In a gas generator cycle, a small amount of fuel and oxidizer are burned to create hot, high-pressure gas which is then through a turbine. The turbine converts the energy in the gas into work, which it uses to run a fuel or oxidizer pump. Turbines have practical and theoretical limits to their efficiency; the turbine exhaust gas is cooler and lower-pressure than the entering gas but still carries about half the energy of the entering gas. Hence, 50% efficiency (roughly, typically). An electric motor is not constrained by the same thermodynamic law as the turbine. Modern brushless DC motors can turn 95% of the incoming electrical power into mechanical power, losing only 5% to waste heat.
But the overall driving metric for launch rockets isn't the efficiency of the fuel pump, it's the dollars/kg cost of payload.
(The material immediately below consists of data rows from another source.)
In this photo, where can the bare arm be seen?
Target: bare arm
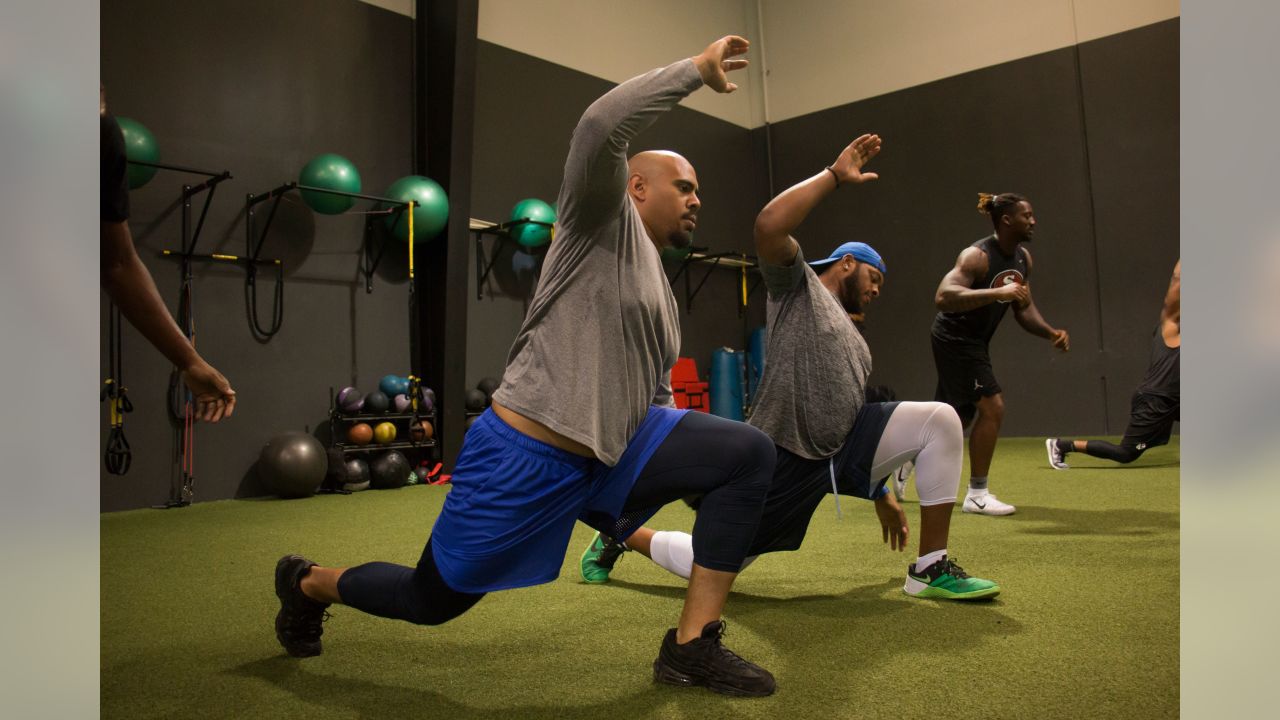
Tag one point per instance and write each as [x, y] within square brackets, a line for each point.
[1171, 314]
[785, 213]
[128, 283]
[956, 292]
[1029, 318]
Things that factor into that are the efficiency of the rocket, the cost of construction, and costs of testing and operation.
Turbopumps driven by a gas-generator cycle are ubiquitous in rockets primarily because of their amazing power-to-weight ratio. The gas generator itself (burner) is basically an assembly of highly-engineered sheet metal. It's light. The turbines themselves are engineered to operate at very high temperatures and speeds and extract an ungodly amount of power for their weight. For example, the SSME high-pressure oxidizer turbopump had a power output of 23,260 hp and measured only 600 by 900 mm (24 by 35 in). That's for the turbine AND the pump. The fuel they burn has weight, but it's already on board and depletes as the rocket climbs.
Electric motors have great power-to-weight, but not as good as gas turbines. The battery is an added system that weighs the same at the end of the rocket's burn as it did at the start. A detailed analysis would probably show that a gas generator cycle would save your rocket a lot of pounds, and those saved pounds would go straight into payload capacity, bringing down the $/kg substantially.
However, the turbines used in rocket turbopumps are among the most highly-engineered, exhaustively tested, longest development time, and overall expensive parts of the entire rocket. Replacing them with high efficiency electric motors and batteries represents a substantial cost and time savings in both development and final production.
What Rutherford has done is made the engineering decision that given the specifics of their rocket - its size, anticipated volumes, their development budget and schedule - they are better off using "cheap but heavy" electric motors and batteries than a "light but expensive" gas generator and turbine. The dollars/kg increase due to losing payload to the heavier electric pump system will be more than offset by the (presumably) faster time-to-market and lower development and production costs. Pointing out that an electric motor is more efficient than a gas turbine is someone's idea of a good marketing point but it's meaningless from the standpoint of rocket performance.